President Ramaphosa's cabinet cars: What SA's new ministers should be driving (Part 1)
The people have spoken. Thousands of readers voted and our homepage poll garnered more than 14 000 votes - Government needs to cheapen its vehicle fleet.
We have solutions below:
Minister of Agriculture, Land Reform and Rural Development:
Thoko Didiza should use a GWM Steed 5 - R159 900
Forget about a double-cab bakkie for any government official who busies themselves with agriculture. Farmers use single-cab bakkies. Period.
And when you need something that can carry a load of feed or produce and is cheap, there is no better alternative than GWM’s Steed 5 single-cab. Sure, the Steed 5 single-cab doesn’t have airbags, but then again, it doesn’t go very fast either.
Minister of Defence and Military Veterans:
Nosiviwe Mapisa-Nqakula Mahindra Bolero single-cab 4x4 - R218 999
Another cabinet portfolio which requires a rugged vehicle, suited to off-road abuse. Military readiness exercises happen in some of South Africa’s most testing environments. To ensure Minister Mapisa-Nqakula can attend all of these, she’s going to need something with credible off-road ability and decent range too.
In the Northern Cape, at Lohatla, South Africa has one of the world’s largest functional land warfare training areas, at 158 000 hectares. No good running out of fuel whilst driving around there. Best bet?
Mahindra’s Bolero single-cab 4x4, with claimed 9.5l/100km consumption and a 56-litre diesel capacity, it should have sufficient range.

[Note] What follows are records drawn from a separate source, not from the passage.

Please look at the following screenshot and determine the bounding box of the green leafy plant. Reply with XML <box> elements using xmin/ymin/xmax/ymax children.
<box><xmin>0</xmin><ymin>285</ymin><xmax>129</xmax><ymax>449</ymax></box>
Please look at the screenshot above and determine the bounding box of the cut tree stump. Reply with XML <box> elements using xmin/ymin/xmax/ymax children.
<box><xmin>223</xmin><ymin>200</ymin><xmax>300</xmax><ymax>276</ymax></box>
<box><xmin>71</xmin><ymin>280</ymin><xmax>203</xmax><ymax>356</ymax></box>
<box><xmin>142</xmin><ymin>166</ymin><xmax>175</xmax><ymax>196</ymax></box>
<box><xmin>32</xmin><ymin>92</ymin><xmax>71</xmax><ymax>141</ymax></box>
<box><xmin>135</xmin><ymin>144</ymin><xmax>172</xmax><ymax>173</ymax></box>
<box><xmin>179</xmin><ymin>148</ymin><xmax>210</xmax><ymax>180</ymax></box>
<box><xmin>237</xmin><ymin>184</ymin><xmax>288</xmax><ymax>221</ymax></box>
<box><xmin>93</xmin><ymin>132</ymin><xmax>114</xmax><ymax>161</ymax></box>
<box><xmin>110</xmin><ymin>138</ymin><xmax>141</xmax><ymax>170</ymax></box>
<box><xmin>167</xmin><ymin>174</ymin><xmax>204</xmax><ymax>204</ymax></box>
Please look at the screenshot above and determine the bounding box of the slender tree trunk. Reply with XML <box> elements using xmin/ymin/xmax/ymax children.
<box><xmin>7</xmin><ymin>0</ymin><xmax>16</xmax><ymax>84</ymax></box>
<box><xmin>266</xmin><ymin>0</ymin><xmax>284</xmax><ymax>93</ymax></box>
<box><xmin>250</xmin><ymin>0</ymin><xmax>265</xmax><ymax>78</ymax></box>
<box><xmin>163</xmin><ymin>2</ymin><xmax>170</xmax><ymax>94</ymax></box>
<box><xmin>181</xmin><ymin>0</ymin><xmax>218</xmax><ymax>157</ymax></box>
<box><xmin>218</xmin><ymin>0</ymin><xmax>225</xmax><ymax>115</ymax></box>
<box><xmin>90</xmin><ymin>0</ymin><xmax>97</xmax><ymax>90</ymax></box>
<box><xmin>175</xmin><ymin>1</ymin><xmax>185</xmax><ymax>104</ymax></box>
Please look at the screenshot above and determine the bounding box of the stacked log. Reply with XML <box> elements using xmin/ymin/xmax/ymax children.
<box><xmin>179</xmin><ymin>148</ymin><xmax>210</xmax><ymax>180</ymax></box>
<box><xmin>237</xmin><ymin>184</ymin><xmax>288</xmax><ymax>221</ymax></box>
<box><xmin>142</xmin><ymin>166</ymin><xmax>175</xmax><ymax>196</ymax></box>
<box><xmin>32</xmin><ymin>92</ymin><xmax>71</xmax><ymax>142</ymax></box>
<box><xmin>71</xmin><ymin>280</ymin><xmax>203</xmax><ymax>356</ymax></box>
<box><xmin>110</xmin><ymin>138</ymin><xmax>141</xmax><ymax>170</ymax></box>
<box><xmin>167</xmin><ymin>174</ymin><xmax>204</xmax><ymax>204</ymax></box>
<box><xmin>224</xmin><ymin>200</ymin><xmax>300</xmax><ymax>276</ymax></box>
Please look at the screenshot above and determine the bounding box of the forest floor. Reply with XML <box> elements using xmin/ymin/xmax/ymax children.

No airbags, but then again: you don’t hear SANDF soldiers complaining about a lack of airbags in their armoured vehicles, now do you?
Minister of Environment, Forestry and Fisheries:
Barbara Creecy Ford Ranger 2.2 TDCi Single Cab XL 6AT 4x2 HR - R358 500
You can’t have the fisheries portfolio as part of your ministerial responsibility and not be able to tow a boat up a treacherous slipway with your ministerial vehicle.
Minister Creecy therefore requires something that might not have all-wheel drive, but certainly has a lockable rear axle and automatic transmission, to ensure a slipway boat-and-trailer disaster is averted.
Our recommendation? Ford’s XL-specification Ranger 2.2 single-cab. With 385Nm, a six-speed automatic transmission and a rear differential lock, this is great tax-payer value.
Minister of Finance:
Tito Mboweni Toyota Corolla Quest - R222 900
The man who has by far the most pressurised portfolio of all. Minister Mboweni must set the example for others to follow. He can also never be late, because any deviation from his schedule could spook the markets, and tumble the Rand exchange rate.
Something utterly reliable. That’s cheap to run. Nothing quite fits that equation like Toyota South Africa’s Corolla Quest. The tenth–generation Corolla is dependability personified with its naturally-aspirated 1.6-litre petrol engine and relatively mild, proven, electronics.
Minister of Human Settlements, Water and Sanitation:
Lindiwe Sisulu Mahindra Thar R232 999
A portfolio where travel to some of South Africa’s most rural locations is inevitable. As such, Minister Sisulu requires a capable off-road vehicle, that won’t go way over budget.
Non-negotiable features are low-range gearing and a diff-lock. And some decent water fording ability too. What is South Africa’s cheapest off-roader with real terrain conquering ability?
Mahindra’s Jeep Wrangler lookalike, the Thar. Robust, if crudely unsophisticated, it has a mechanically locking rear differential and can wade through 500mm deep water. Cheap to run, too, with 16-inch tyres.